The fact is that the government has been a poor performer with scant action. Yet the laws are on the books and it makes great sense that aggrieved competitors make full use of them.
Technology has allowed a slew of effective monopolies to arise hover gained or even earned. throw in the application of capital monopolies and you have a clear road to abusive behavior. Protocols to tame this tendency have been missing.

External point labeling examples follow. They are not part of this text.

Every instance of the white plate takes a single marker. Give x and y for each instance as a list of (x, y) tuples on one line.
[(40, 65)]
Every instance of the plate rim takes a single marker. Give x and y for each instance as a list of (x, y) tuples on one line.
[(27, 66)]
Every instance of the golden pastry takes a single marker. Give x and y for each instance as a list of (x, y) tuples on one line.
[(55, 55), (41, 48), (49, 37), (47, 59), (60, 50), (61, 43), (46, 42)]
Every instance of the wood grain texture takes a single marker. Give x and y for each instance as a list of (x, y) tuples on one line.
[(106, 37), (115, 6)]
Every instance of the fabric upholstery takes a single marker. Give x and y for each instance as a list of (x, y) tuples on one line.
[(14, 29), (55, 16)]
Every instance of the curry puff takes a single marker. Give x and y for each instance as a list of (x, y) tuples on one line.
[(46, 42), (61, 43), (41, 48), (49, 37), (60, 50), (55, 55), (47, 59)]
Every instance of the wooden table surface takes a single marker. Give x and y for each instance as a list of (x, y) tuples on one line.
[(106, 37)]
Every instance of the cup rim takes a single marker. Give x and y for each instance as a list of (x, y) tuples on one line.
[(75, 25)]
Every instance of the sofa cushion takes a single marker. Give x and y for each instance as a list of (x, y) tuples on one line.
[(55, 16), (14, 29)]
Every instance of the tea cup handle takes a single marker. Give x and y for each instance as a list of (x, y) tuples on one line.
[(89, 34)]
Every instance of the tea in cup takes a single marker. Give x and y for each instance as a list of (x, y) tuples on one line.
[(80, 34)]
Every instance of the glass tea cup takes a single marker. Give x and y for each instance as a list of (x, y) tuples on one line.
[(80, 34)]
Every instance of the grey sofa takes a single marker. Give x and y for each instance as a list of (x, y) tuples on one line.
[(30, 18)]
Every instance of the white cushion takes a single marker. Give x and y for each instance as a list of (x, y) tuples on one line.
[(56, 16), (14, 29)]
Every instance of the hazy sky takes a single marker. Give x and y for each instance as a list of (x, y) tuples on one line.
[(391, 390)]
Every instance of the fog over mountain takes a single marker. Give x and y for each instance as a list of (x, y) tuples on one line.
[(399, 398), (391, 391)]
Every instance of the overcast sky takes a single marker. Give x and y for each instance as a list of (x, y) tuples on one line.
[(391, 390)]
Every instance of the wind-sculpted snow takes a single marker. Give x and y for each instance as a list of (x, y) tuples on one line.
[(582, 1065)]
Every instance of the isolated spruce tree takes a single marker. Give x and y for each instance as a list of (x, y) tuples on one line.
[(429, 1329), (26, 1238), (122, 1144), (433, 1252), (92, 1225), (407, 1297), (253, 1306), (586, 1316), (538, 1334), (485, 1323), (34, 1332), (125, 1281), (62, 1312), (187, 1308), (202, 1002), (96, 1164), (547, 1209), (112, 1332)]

After all, it was capital monopoly that produced slavery and not the other way around. All forms of monopoly end up settling into a capital based monopoly. This can be countered by forced de - monopolization allowing further capital investment and direct competition. ..
Companies are focused on antitrust violations, and Apple’s heavily in the mix
As regulators continue to move at a glacial pace, Axios reports that companies themselves are subjecting rivals to charges of unfair monopolies to disrupt Big Tech market dominance.
First
established as the Sherman Act in 1890, antitrust laws were put into
place to allow the government to set up roadblocks to neutralize major
monopolistic behavior.
Keepin’ the competition honest
In 2016, we saw Walmart file an antitrust suit against the “big three” tuna providers (Chicken of the Sea, StarKist, and BumbleBee) over fixing canned-tuna prices.
But wait, there’s more...
Apple’s not far from the antitrust tree either
The tech powerhouse is getting caught up on both sides of the coin.
In a private antitrust action of sorts, The NYT and WaPo told Apple to “kick rocks”
when it asked the storied news publications to join Apple’s news
service that offers access to a variety of publications for a fixed
price of $9.99.
Of course, it’s the 50% cut of each publication’s subscription revenue demanded by Apple that the news producers are balking at.
Then yesterday, Apple and Qualcomm settled their two years-long tussle over the
5% royalty the chip-making giant was netting on all iPhone sales -- a
move Apple has long called an unfair monopoly due to the company’s
chip-making prowess.
But wait, there’s more
Last month it was Spotify that filed a complaint against Apple for its insane 30% tax on app store purchases (yes, the same reason Apple sued Qualcomm).
This comes after a group of iPhone users sued Apple for the exact same thing.